Roma, 11 ago. (askanews) – “Rukeli”, nato da un’idea dell’associazione chi rom e…chi no, scritto da Biagio Di Bennardo e Emma Ferulano, è un cortometraggio d’animazione che racconta la storia vera del pugile sinti tedesco che prese a pugni il nazismo, Johann Wilhelm Trollmann, morto nel campo di concentramento di Wittenberge, e divenuto il simbolo di tutte le storie di oppressione e di riscatto. Il corto sarà presentato nella sezione Orizzonti dell’82esima Mostra del Cinema di Venezia.

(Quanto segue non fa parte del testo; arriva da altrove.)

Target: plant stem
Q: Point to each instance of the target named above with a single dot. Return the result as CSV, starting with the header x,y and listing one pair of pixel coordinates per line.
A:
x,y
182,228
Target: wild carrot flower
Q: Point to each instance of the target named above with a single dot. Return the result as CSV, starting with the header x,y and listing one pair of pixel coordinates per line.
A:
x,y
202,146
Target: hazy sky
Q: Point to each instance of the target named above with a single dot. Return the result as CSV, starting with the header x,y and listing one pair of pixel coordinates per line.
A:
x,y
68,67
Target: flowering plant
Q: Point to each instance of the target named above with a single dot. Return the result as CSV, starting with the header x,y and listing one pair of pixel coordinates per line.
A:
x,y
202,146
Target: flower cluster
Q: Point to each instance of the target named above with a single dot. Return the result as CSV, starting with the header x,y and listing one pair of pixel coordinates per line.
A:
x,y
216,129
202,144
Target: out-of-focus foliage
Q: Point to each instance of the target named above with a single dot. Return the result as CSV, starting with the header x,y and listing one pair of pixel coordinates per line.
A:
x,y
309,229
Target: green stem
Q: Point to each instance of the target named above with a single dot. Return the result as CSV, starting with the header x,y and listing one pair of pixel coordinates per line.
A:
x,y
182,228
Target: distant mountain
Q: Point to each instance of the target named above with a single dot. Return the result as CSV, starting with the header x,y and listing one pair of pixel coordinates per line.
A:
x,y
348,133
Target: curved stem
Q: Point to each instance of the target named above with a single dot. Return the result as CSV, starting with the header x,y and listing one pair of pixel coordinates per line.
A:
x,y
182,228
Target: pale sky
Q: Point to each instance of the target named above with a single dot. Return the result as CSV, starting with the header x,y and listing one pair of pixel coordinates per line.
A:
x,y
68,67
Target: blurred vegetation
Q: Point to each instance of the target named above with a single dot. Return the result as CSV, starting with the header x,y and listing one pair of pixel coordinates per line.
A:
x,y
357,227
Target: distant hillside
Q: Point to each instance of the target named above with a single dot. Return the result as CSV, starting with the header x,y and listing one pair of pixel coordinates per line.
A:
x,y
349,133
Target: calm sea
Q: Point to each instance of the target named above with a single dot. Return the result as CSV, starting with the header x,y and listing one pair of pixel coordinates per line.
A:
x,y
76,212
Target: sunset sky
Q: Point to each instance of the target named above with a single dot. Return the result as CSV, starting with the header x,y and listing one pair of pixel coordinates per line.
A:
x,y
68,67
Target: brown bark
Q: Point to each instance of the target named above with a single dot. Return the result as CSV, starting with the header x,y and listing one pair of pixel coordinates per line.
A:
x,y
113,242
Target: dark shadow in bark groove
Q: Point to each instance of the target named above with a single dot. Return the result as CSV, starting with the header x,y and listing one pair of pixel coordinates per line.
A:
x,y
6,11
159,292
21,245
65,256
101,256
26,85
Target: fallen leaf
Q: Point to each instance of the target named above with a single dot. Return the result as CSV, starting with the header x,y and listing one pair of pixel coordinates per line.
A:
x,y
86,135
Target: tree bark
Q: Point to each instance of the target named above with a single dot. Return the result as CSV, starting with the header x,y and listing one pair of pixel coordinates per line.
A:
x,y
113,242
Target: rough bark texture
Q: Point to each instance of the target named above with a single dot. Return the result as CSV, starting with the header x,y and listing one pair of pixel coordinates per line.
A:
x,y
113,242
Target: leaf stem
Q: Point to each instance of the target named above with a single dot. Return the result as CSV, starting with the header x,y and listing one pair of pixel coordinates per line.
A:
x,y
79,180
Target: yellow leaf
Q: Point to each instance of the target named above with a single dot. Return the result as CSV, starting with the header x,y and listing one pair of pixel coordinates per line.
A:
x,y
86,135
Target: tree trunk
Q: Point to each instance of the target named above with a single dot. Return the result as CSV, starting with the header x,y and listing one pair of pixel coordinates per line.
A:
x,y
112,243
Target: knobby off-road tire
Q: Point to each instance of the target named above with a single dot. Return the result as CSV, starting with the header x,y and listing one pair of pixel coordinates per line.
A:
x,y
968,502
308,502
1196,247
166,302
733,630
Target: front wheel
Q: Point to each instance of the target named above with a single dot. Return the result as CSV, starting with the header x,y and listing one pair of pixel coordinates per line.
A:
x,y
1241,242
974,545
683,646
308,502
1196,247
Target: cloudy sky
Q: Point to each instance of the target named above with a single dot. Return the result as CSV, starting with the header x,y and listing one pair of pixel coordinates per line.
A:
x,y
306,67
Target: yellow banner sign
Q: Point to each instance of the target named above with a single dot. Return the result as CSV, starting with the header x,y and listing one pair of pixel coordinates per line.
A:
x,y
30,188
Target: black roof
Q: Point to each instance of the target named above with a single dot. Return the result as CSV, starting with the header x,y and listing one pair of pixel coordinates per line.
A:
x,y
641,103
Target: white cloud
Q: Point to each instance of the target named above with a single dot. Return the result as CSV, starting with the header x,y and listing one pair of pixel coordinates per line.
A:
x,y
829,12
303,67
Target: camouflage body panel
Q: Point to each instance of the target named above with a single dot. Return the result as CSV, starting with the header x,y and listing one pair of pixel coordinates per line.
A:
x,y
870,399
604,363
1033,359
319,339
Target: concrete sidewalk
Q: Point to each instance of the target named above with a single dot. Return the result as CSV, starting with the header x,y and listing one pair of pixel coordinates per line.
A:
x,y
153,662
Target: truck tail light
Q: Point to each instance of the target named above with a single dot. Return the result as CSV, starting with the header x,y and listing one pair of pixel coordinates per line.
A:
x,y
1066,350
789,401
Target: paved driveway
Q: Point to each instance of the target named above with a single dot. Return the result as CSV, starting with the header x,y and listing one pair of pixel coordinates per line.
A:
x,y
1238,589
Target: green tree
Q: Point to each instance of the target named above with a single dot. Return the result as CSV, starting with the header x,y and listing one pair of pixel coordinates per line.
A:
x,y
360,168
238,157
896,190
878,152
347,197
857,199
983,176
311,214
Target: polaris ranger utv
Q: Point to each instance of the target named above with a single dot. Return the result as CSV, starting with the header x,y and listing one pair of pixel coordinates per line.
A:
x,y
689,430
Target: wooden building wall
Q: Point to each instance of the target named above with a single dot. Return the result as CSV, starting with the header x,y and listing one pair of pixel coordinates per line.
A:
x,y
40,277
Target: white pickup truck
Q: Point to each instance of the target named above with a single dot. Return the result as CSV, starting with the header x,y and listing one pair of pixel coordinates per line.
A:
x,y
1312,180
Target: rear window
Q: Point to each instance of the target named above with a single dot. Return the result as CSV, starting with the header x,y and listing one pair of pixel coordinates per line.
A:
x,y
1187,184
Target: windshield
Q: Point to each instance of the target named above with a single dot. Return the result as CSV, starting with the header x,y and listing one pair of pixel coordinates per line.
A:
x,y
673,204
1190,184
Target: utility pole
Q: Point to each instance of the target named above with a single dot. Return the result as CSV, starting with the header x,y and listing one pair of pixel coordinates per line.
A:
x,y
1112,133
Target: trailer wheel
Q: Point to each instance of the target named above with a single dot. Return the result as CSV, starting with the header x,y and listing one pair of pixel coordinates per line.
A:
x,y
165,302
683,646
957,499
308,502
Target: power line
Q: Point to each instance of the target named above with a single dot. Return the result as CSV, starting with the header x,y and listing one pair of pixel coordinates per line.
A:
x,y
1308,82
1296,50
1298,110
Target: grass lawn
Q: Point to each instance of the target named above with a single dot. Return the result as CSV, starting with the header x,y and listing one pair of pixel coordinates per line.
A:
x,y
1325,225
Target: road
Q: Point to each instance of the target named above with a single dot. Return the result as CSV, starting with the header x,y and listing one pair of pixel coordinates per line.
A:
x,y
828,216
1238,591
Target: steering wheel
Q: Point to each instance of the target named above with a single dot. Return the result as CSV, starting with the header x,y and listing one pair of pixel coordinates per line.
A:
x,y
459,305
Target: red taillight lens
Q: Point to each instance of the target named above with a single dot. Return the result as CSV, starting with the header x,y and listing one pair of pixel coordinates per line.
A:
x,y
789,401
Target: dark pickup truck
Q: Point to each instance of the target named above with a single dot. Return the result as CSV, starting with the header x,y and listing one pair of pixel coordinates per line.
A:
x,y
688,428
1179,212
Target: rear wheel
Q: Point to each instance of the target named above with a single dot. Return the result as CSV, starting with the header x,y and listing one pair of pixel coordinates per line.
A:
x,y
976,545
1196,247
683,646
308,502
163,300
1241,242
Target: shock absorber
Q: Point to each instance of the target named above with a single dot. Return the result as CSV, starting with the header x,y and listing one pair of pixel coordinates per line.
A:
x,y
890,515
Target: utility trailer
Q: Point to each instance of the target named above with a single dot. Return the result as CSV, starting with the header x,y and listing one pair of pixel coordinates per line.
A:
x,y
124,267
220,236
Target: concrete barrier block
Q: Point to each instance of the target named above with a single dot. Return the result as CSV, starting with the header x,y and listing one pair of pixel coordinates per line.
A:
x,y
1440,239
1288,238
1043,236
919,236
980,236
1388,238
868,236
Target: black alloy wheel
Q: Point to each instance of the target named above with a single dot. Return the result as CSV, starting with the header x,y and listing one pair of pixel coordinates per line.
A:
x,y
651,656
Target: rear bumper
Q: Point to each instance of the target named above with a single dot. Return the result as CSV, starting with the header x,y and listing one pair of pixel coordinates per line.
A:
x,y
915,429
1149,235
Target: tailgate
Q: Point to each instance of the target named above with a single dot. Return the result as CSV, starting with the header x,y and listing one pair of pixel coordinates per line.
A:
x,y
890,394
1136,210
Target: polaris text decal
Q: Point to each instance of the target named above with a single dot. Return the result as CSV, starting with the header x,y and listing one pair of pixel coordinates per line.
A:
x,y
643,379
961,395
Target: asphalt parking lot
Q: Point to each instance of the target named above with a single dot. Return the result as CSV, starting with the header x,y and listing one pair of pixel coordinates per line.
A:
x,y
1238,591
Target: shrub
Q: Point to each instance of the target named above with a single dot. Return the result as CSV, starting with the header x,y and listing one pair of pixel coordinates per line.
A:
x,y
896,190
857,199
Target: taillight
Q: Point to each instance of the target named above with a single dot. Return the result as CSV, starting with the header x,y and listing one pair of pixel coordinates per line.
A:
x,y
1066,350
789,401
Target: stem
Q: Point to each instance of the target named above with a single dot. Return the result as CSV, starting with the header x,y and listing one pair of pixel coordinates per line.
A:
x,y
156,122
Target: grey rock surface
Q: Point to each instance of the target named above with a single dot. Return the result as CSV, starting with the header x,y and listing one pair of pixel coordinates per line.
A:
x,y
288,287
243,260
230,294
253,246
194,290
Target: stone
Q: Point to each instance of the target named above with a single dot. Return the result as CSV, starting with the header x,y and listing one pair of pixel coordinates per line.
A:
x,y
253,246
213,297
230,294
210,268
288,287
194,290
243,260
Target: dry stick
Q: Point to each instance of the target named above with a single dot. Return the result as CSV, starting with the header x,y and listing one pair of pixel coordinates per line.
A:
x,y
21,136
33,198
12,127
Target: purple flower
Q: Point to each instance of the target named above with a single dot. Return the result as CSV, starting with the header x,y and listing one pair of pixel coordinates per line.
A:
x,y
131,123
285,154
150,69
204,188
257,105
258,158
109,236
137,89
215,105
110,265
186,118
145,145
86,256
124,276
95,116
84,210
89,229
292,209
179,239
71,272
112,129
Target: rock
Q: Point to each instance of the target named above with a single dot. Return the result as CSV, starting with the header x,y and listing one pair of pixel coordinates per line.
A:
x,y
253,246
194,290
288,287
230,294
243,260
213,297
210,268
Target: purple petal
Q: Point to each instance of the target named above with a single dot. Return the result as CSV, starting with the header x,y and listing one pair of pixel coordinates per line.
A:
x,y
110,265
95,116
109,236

Prodotto da AntropicA, una co-produzione Sideways Studios, Film i Vaest in associazione con Mad Entertainment, in collaborazione con Rai Cinema, realizzata con il contributo di Film Commission Regione Campania, saràà distribuito a cura di Premiere Film.
Il corto fa parte del progetto europeo Tracer, Transformative Roma Art and Culture for European Remembrance, con capofila il Dipartimento di Scienze dell’Educazione UNIBO, volto a riscoprire la memoria del genocidio di rom e sinti durante il nazismo e nasce da un’idea sviluppata a Scampia, periferia nord di Napoli, attraverso i laboratori dell’associazione chi rom e… chi no, con il coinvolgimento attivo di un gruppo di ragazzi rom e napoletani.
A Napoli, chi rom e… chi no ha guidato giovani rom e non in un percorso di formazione e testimonianza, culminato in un viaggio ad Auschwitz. Qui hanno scoperto la storia del pugile sinti Johann Trollmann, detto Rukeli, simbolo di resistenza e identità.